Import this data set to R. Name this as you like, but later in these instructions we will refer to the imported R object as “population_data”. Use R to calculate the mean of the full population.
Give your TA the mean of your first sample and the mean of your population, for later full class use.
Question 1. Is the mean of your sample the same as the mean of the population as a whole? What about the standard deviation? Suggest reasons why the sample mean and the population mean might differ.
sample.int(n = 25, size = 5)
## [1] 4 8 15 11 5
This tells R to give us a set of 5 numbers randomly chosen from the integers 1 to 25. (When you run this line you will almost certainly get a different output. It is randomly choosing numbers, so we expect different answers each time.) Generate a set of 5 random numbers this way. Use these numbers to tell you which 5 shells to include in your sample.
Use R to calculate the mean of the shell lengths for these 5 shells in your random sample. The result is an estimate of the mean shell length in your population.
Make another random sample of 5 shells, and calculate the mean of this sample. Did you get a different number from the mean of the first sample? Why do you think the second sample mean is different from the first?
The estimates you obtained from your random samples in steps 10 and 12 are just two of many values that you might have obtained. By chance, each sample is likely to be different from other samples, with a different sample mean. The frequency distribution of estimates that you might obtain when sampling randomly from a population, and their probabilities of occurrence, is called the sampling distribution of the estimate. To explore the sampling distribution for the sample mean, let’s randomly sample from your population of shells several times. Each sample is going to have five shells, and we’ll calculate the mean of each sample.

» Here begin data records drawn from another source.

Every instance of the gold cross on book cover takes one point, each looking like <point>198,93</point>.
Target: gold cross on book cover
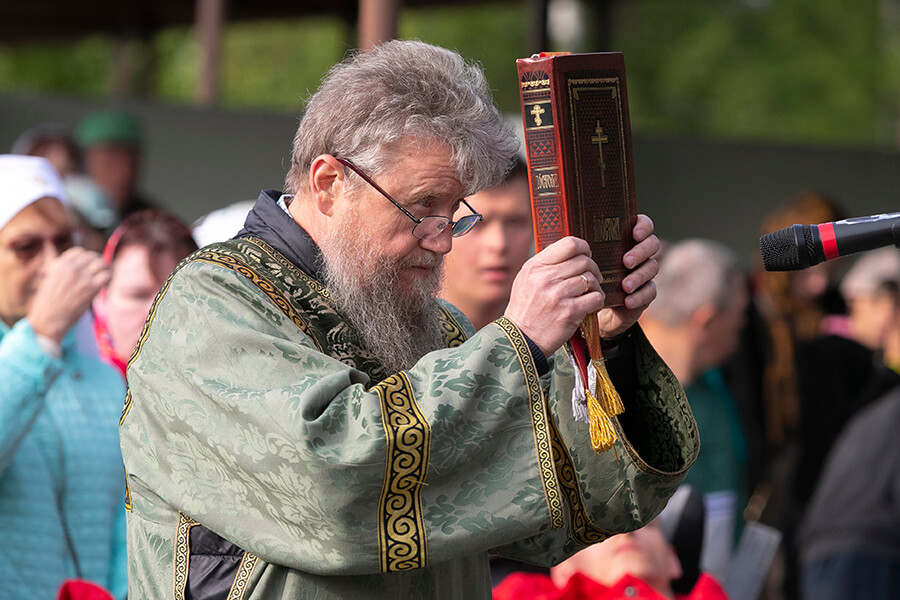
<point>581,178</point>
<point>578,144</point>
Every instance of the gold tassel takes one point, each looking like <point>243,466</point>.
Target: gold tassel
<point>604,401</point>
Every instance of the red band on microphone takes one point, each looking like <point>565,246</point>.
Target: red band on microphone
<point>829,243</point>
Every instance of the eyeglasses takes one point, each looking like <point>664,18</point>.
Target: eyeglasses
<point>28,248</point>
<point>426,227</point>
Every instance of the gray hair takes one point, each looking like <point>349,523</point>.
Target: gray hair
<point>693,273</point>
<point>870,272</point>
<point>404,91</point>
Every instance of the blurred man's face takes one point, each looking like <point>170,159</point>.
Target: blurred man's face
<point>115,168</point>
<point>483,264</point>
<point>725,327</point>
<point>34,237</point>
<point>871,317</point>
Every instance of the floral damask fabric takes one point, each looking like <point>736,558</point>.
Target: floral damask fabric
<point>255,411</point>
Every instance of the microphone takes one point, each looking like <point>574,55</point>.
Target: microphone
<point>801,246</point>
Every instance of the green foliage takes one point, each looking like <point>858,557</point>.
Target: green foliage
<point>492,34</point>
<point>59,68</point>
<point>818,72</point>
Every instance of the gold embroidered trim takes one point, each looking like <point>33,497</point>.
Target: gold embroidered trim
<point>540,422</point>
<point>126,407</point>
<point>283,261</point>
<point>401,525</point>
<point>270,290</point>
<point>181,562</point>
<point>127,492</point>
<point>245,570</point>
<point>453,332</point>
<point>146,328</point>
<point>583,531</point>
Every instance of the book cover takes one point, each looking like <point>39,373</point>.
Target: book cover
<point>578,148</point>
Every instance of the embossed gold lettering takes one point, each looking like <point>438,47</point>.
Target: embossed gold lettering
<point>606,229</point>
<point>547,181</point>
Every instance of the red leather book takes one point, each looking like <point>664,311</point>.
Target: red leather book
<point>578,146</point>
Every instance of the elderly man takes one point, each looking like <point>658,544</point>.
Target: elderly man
<point>61,483</point>
<point>306,421</point>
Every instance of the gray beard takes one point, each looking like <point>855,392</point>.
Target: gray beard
<point>397,325</point>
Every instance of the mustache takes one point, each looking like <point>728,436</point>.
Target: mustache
<point>428,259</point>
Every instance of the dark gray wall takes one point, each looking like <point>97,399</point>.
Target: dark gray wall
<point>198,160</point>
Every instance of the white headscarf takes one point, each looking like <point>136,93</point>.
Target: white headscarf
<point>24,180</point>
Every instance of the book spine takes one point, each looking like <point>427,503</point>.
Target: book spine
<point>542,151</point>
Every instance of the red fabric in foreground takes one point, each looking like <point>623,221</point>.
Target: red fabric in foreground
<point>537,586</point>
<point>76,589</point>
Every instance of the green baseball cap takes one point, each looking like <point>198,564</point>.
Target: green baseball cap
<point>109,127</point>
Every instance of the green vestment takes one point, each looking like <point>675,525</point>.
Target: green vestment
<point>254,410</point>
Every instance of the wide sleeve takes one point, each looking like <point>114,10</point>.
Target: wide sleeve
<point>239,421</point>
<point>627,486</point>
<point>26,373</point>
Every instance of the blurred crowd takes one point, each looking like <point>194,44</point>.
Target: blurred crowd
<point>793,378</point>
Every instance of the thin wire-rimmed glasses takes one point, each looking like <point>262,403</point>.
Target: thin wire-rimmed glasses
<point>426,227</point>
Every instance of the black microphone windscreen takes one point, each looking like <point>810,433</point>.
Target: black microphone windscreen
<point>780,251</point>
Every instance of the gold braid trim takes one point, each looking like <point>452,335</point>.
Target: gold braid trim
<point>454,335</point>
<point>245,570</point>
<point>264,285</point>
<point>583,531</point>
<point>540,422</point>
<point>182,558</point>
<point>401,525</point>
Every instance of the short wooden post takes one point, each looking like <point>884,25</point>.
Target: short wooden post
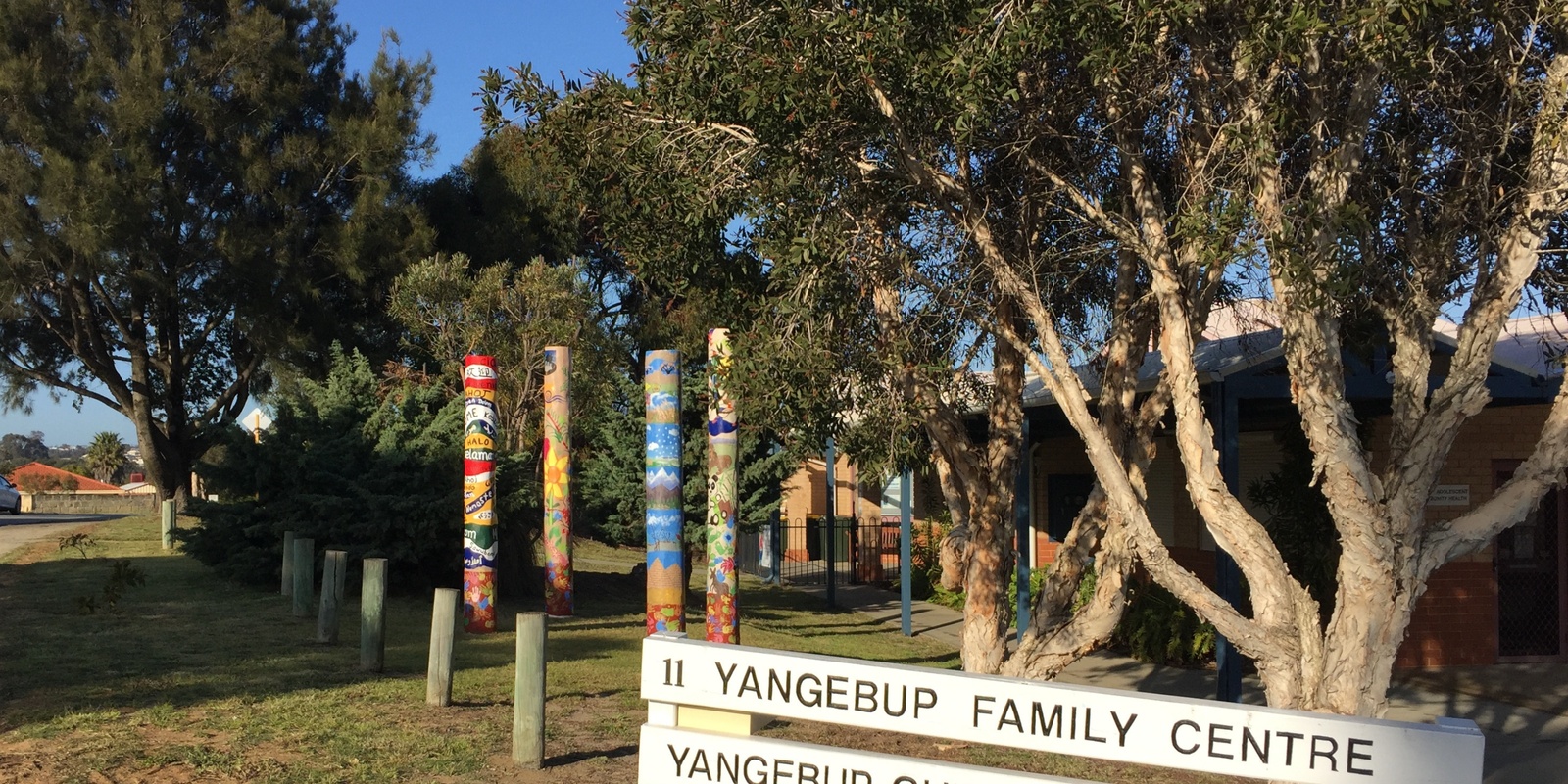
<point>169,524</point>
<point>341,572</point>
<point>303,571</point>
<point>326,616</point>
<point>287,587</point>
<point>372,615</point>
<point>527,705</point>
<point>443,627</point>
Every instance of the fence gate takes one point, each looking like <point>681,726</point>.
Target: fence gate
<point>705,702</point>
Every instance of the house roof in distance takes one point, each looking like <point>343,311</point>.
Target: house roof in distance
<point>46,472</point>
<point>1246,334</point>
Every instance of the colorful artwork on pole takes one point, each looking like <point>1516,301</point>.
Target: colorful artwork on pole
<point>721,455</point>
<point>478,493</point>
<point>557,483</point>
<point>662,486</point>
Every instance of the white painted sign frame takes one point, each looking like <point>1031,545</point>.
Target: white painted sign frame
<point>679,757</point>
<point>1125,726</point>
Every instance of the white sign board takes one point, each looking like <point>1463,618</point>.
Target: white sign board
<point>1449,496</point>
<point>1125,726</point>
<point>676,757</point>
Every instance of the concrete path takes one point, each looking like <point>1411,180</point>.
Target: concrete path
<point>25,529</point>
<point>1523,710</point>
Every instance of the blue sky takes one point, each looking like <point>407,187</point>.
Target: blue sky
<point>463,38</point>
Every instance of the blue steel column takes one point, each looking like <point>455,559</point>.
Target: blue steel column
<point>833,501</point>
<point>1021,525</point>
<point>906,533</point>
<point>1228,579</point>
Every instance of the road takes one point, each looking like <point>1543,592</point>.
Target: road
<point>23,529</point>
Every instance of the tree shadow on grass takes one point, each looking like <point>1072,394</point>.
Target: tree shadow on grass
<point>185,639</point>
<point>582,757</point>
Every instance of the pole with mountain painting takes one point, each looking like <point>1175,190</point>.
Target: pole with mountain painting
<point>478,493</point>
<point>662,486</point>
<point>723,624</point>
<point>557,482</point>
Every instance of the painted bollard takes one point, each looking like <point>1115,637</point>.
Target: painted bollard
<point>662,488</point>
<point>478,493</point>
<point>557,482</point>
<point>721,457</point>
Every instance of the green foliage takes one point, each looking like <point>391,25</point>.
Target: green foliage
<point>106,457</point>
<point>502,203</point>
<point>193,192</point>
<point>1159,629</point>
<point>1298,519</point>
<point>612,477</point>
<point>451,308</point>
<point>352,463</point>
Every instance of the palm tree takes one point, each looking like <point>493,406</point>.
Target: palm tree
<point>106,455</point>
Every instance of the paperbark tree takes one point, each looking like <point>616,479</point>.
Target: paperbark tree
<point>190,190</point>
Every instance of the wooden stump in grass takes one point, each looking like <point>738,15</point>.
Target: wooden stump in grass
<point>527,712</point>
<point>333,564</point>
<point>443,627</point>
<point>372,615</point>
<point>303,572</point>
<point>342,574</point>
<point>287,587</point>
<point>167,517</point>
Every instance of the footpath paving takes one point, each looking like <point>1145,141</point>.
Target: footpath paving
<point>1523,710</point>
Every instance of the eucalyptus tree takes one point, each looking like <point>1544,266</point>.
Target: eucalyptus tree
<point>758,149</point>
<point>988,157</point>
<point>1385,161</point>
<point>188,192</point>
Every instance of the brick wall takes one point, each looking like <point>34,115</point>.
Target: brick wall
<point>1455,621</point>
<point>91,504</point>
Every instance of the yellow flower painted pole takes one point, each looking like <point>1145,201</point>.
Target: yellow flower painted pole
<point>723,624</point>
<point>557,483</point>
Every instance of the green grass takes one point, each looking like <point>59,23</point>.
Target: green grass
<point>220,679</point>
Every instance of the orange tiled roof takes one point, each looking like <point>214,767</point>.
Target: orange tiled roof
<point>38,469</point>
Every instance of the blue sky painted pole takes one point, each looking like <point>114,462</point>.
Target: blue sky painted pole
<point>906,532</point>
<point>1021,517</point>
<point>831,522</point>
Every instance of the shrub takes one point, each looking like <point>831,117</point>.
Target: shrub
<point>353,465</point>
<point>1159,629</point>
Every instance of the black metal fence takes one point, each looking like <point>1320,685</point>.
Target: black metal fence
<point>802,553</point>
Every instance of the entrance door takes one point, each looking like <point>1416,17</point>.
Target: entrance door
<point>1531,584</point>
<point>1066,494</point>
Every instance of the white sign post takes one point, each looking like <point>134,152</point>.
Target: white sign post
<point>1123,726</point>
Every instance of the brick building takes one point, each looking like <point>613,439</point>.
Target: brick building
<point>1502,604</point>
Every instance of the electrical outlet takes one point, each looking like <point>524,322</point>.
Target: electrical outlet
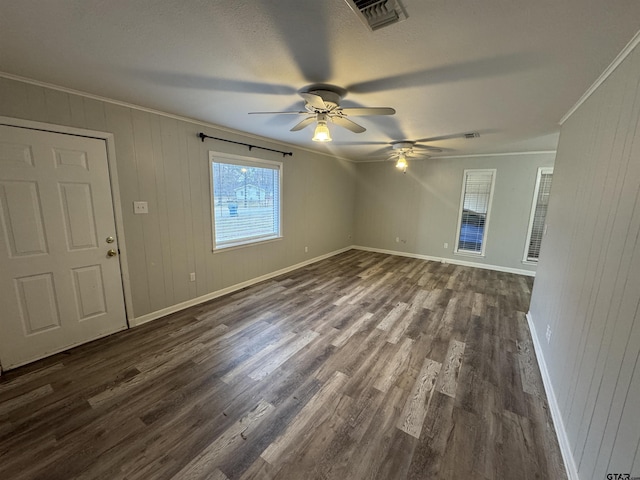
<point>140,208</point>
<point>548,333</point>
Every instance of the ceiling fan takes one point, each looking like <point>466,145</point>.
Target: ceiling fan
<point>322,105</point>
<point>401,150</point>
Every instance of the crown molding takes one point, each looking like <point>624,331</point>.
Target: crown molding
<point>133,106</point>
<point>633,43</point>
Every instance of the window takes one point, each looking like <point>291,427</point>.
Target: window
<point>538,214</point>
<point>475,204</point>
<point>245,200</point>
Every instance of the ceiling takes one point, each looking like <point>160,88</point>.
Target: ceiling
<point>508,69</point>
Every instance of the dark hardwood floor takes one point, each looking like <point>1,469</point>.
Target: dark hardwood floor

In real life situations, you won’t have the whole population to work with, and you won’t be able to take many random samples. As a result, you won’t be able to glimpse the sampling distribution. But in this artificial scenario we can create multiple samples from our population to see what the sampling distribution might look like.
The function is called mean_from_a_sample, and it is in the script “LearningTheToolsWeek4.R”. Paste this full command into the R console and hit return. Make sure you copy the whole function, including the closing curly bracket }.
Call this function by entering
> mean_from_a_sample(population_data$length, sample_size = 5)
where “population_data” is the list of all the lengths of the shells from your population and 5 is the sample size. Running this will give you the mean length of a random sample of 5 shells.
sample_mean_length = rep(0,1000)
for(i in 1:1000) sample_mean_length[i] =
mean_from_a_sample(population_data$length,5)
This creates a vector called sample_mean_length and fills it with 1000 means of independent random samples.
Question 2. Describe the shape of this distribution. Does it resemble a normal distribution? Does every sample return the same value of the mean? Why, or why not?
Question 3. How does the mean of the distribution of sample means compare to the true mean of the population? Are they approximately equal? Are your the sample means unbiased estimates of the population mean?
Compare the mean of your first sample to the distribution of sample means obtained from the random samples. Is your first sample mean unusual in any way?
From your TA, get the list of the means from the first samples of each group, and the population means for each group. Load these data into a data frame in R.
Create a new variable from the difference between a student group’s first sample mean and their population mean. Call this new variable “first_sample_error”. What is the average error of these first samples?
Question 4. Remember that these first samples were not necessarily random samples, unlike the other samples that we made today. Is there any pattern to the first samples that you think might result from this lack of randomness? If so, why might this have happened?